Here is a mountain steeped in legend—centuries ago, it is whispered, ferocious dragons lived there. To this mountain come two friends and one of them decides to explore the mysterious mountains. By accident he stumbles into a deep hole, and while he is desperately trying to climb out he turns around and sees a pair of crimson eyes glowing in the dark watching him…
And that is the end of “DragonMountain”* which I wrote some time ago. This unfinished story leaves the ending to the reader’s imagination. Would the eyes that glowed so fiercely in the dark belong to a real dragon? A cougar? A mutant bat? Oh, the frustration of not knowing, but oh, the joy of being able to write and ending to the yarn!
Haven’t you ever wished you could change how a story ended? I have, many times. If only the hero had some brains! I have often muttered to myself. Or—oh, for pity’s sake! Can’t they see what’s going on? So there really seems to be a place for the Unfinished Story.
It’s no original concept, either. Remember “The Lady And The Tiger,” the tale of a proud princess in love with a handsome man who has been sentenced to an unusual fate? In that story he is fated to walk into an arena and confront two doors. Behind one is a beautiful maiden whom he will immediately marry; behind the other paces a snarling tiger who hasn’t eaten for a week! Before he opens the door he looks up at the princess who nods to the left. And he opens the door…
But, we say, the princess loves the man. She won’t let him get eaten by a tiger! Still, she is proud, used to get her own way, and does she really want to see the love of her life joyously embracing another woman? So… which door?

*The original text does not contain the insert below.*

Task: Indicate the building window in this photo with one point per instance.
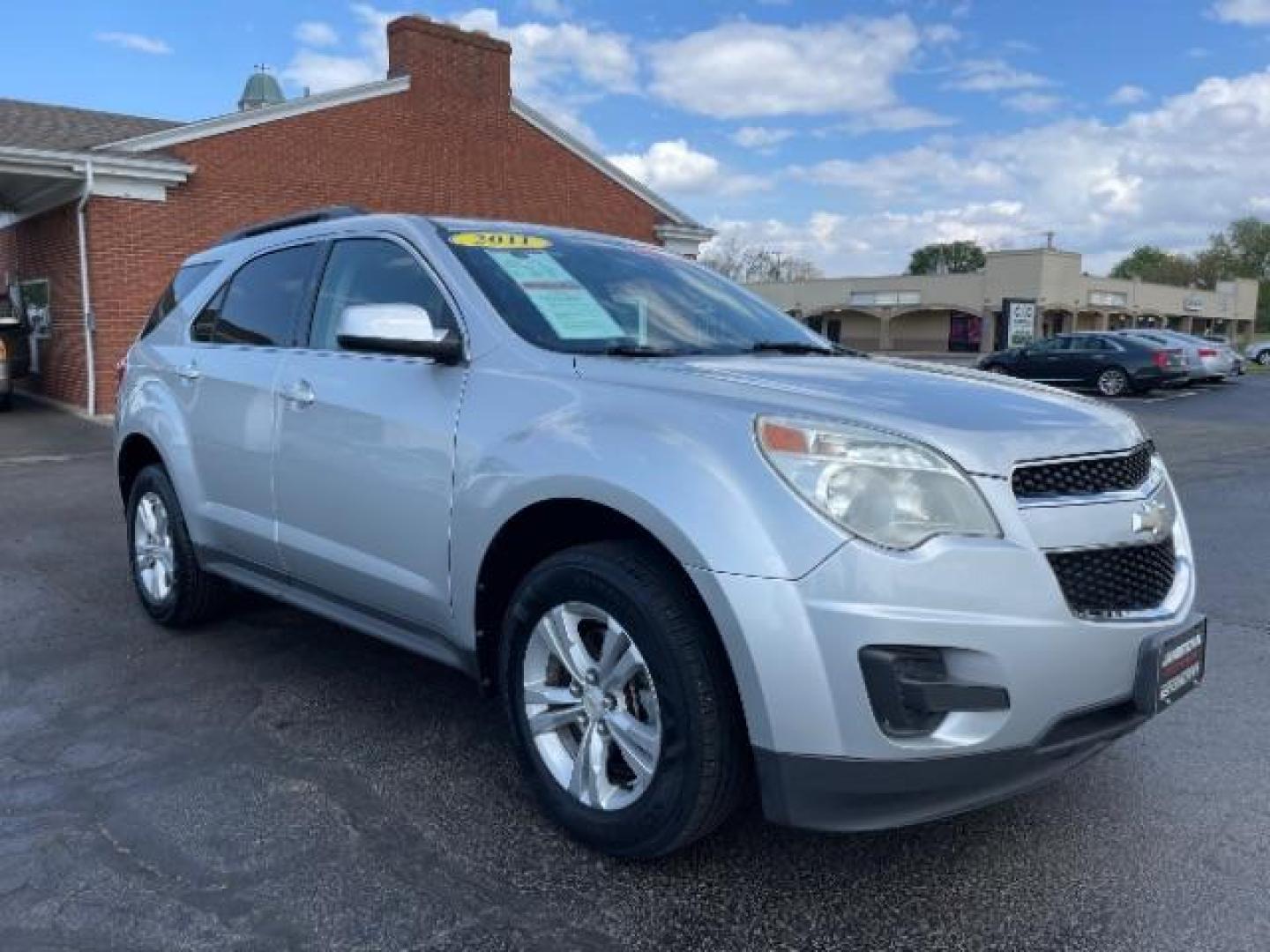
(29, 301)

We will never know. There are other stories, too, like the “The Golden Key” written by those brothers Grimm. In it a poor boy finds a chest and takes it home imagining all sorts of riches that might be found within it. Then he opens it and…? and…? but again, we are left hanging. The purpose, I have read, is to show that there can be no final word to folktales.

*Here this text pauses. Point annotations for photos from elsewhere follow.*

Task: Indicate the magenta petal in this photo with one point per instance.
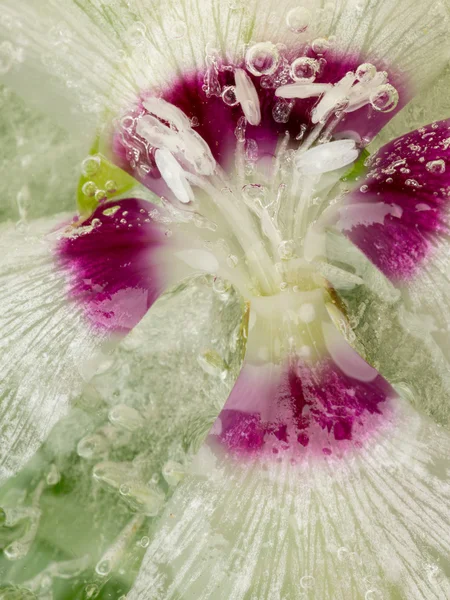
(111, 263)
(400, 208)
(275, 409)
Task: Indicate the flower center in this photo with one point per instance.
(256, 148)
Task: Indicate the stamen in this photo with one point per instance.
(327, 157)
(173, 175)
(302, 90)
(247, 96)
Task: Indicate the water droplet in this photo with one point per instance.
(298, 19)
(384, 98)
(436, 166)
(100, 195)
(282, 110)
(90, 166)
(6, 57)
(229, 96)
(262, 59)
(320, 45)
(286, 249)
(307, 582)
(304, 69)
(365, 72)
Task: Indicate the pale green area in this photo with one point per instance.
(160, 371)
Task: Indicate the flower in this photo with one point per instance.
(276, 426)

There are several examples of these incomplete works of fiction, and adding to the list by writing one’s own open-ended yarn is actually fun. One gets to pick a hero, concoct a gripping conflict, set up a soul-shattering climax and then walk away chuckling. No need for us to figure out how the poor main character gets out of his or her mess . No need to worry about piecing together loose ends! But… and of course there is always a ‘but’… there has to be a plausible conclusion to even the most maddening of unfinished stories. Otherwise nobody would bother reading it.
Even when a story or a book is finished, there is very often a question mark at the end. What happens next? We ask ourselves when we close the book and stare into space. Gone With The Wind has such an ending. So does M.M. Kaye’s Far Pavilions—a book that I loved and never wanted to see end. And, yes, I have written the next chapter of that novel in my mind, shading, altering, watching the beloved characters move into another epoch in their lives.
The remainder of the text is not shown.